This recipe from Taste fit the bill when I was looking for a quick quiche to make for lunch. “Oh wow,” said my guest, “you made your own pastry.” Actually, I didn’t, but apparently I’m skilled at manhandling frozen pastry until it looks homemade. Good to know.
This was wonderful, but I think that’s easy to do when smoked salmon and camembert are involved. More importantly, it was simple, and I still had plenty of time to put it together despite running a litte behind time before my lunch guests arrived.
1 large sheet of ready-rolled shortcrust pastry, thawed (I found a special large size that said it was for quiche)
1 tbs olive oil
1 leek, finely chopped
1 garlic clove, crushed
1 bunch asparagus, cut into 4cm pieces
100g smoked salmon
100g camembert, thinly sliced
1/2 cup cream
1/3 cup milk
1 tbs chopped fresh dill
salt & freshly ground pepper
First, let’s deal with the pastry.
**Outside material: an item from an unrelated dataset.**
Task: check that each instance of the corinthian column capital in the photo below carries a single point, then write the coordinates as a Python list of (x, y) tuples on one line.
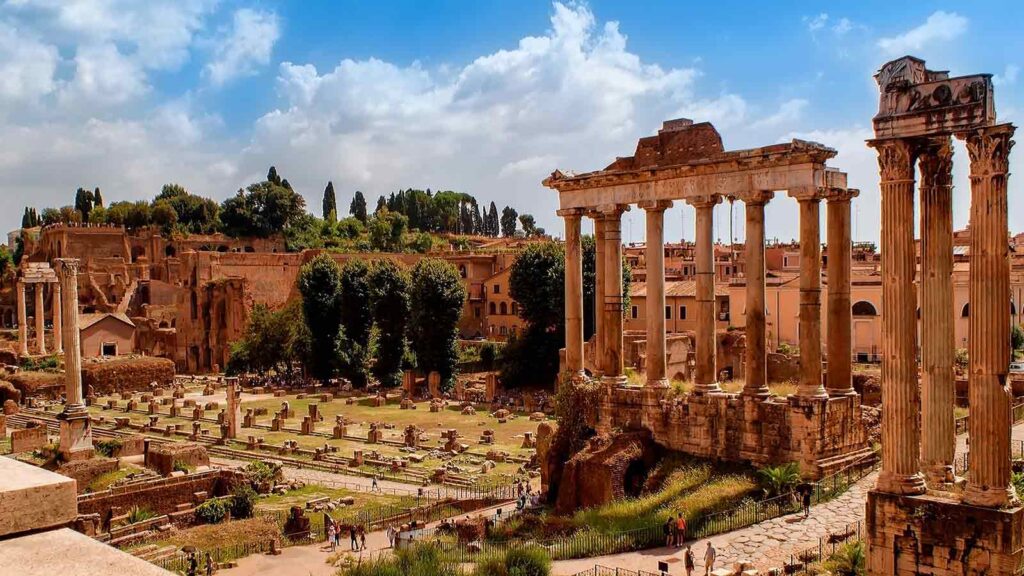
[(896, 159), (989, 150)]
Preheat the oven to 190°C. Line a 23cm quiche tin (if it doesn’t have a removeable bottom, grease it well beforehand) with the pastry. Either pierce the pastry with a fork a few times, or line the pastry with baking paper and fill with rice to weight it down. Bake for 15 minutes. Remove the paper and rice. Reduce the oven to 180°C and cook for 10 minutes or until golden and crisp.
While that’s cooking away, you can put together the leek mixture. Heat the oil in a frying pan, add leek and garlic and cook for 5 minutes or until soft. Add the asparagus pieces and cook for a further 2-3 minutes until tender. Set aside to cool slightly.
In a separate bowl, whisk together the cream, milk, eggs and dill, and add some salt and pepper if you like.
OK, you’ve got your golden pastry base, the cooled leek mixture (it doesn’t matter if it’s still fairly hot) and the cream mixture. Spread the leek mixture over the pastry. Top with the sliced camembert, and then the smoked salmon. Pour the cream and egg mixture over everything else. The liquid will probably sit below the smoked salmon – don’t worry, it will puff up.
Pop the quiche into the oven for 30 minutes, or until set and golden. Set it aside and let it cool for 10 minutes, before slicing and serving.